In May of 1933 Congressman Louis T. McFadden, brought formal charges against the Board of Governors of the Federal Reserve Bank system, the Comptroller of the Currency and the Secretary of the United States Treasury for numerous criminal acts, including but not limited to, CONSPIRACY, FRAUD, UNLAWFUL CONVERSION, AND TREASON. The petition for Articles of Impeachment was thereafter referred to the Judiciary Committee, and has yet to be acted upon. ( Congressional Record, May 23, 1933, pp. 4055-4058.)
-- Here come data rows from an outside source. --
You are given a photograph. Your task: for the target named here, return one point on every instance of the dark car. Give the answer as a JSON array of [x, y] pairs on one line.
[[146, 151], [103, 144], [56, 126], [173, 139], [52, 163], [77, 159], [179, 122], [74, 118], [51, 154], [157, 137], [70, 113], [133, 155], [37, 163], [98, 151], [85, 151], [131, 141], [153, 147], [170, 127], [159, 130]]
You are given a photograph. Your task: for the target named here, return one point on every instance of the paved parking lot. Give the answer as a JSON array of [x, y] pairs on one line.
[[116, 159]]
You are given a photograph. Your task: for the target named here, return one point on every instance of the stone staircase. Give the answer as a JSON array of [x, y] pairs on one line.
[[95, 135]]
These individuals fraudulently, knowingly and willfully swore an Oath to uphold, defend and preserve the Constitutioon of the United States, which preserves the sovereignty of the Nation and the several Republican States of the Union, therefore violating their solemn duty and honor to protect the People/Citizens and their Posterity from fraud, imposition, avarice and any malichious encroachments. (See: Atkins et al. vs. U.S., 556 F.2d 1028, pg. 1072, 1074, The Tempting Of America, supra, pgs. 155 - 159, also see, 5 U.S.C.A. 5305 & 5335, Senate Report No. 93-549, pgs. 69 - 71, C.R.S. 24-75-101) These basic principles appear be too high a thought concept for our judges, legislators, and public servants, just as "Due Process", "Just Compensation" and "Justice". Honor is earned by honesty and integrity, It is never inherited nor awarded throuh false or fraudulent pretenses. The persons affilitation to a party will not cover-up the usurpations, lies, trickery and deceptions that has occured. Principles such as "Fraud and Justice never dwell together" (Wingate's Maxims 680); "A right of action cannot arise out of fraud." (Broom's maxims 297, 729; Cowper's Reports 343; 5 Scott's New Reports 558; 10 Mass. 276; 38 Fed. 800)
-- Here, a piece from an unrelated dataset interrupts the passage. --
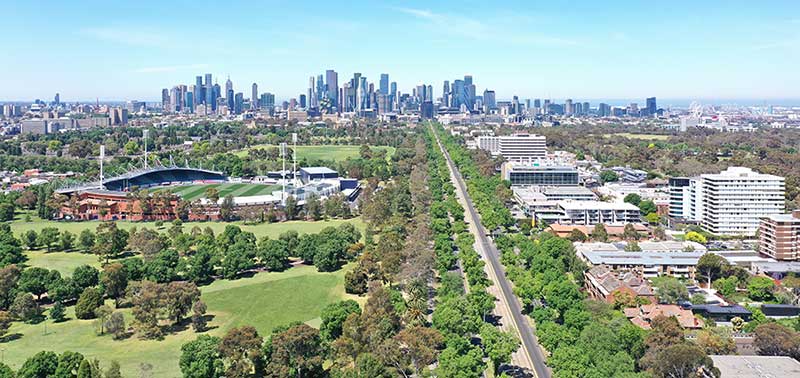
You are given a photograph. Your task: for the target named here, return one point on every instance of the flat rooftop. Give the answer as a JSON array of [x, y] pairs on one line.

If "public officials" represent the people under the Constitution, then they can only collect, use, and be paid in Constitutional money, (gold and silver). And they can only operate at common law in all criminal matters except for Maritime contracts. Federal Reserve Banks are private banks. For proof all one has to do is compare the government and private pages of the telephone book to see where the Federal Reserve Banks are listed.
When "public officials" use Federal Reserve "Notes," or funds reducible only to Federal Reserve "Notes" in public business, they are using non-redeemable, dishonored, impaired, depreciated, interagency, international bills of debt/credit, and have to be operating a de facto government, which is treason to their oaths of office. Also violating their agency obligations to the sovereign people, for foreign principals.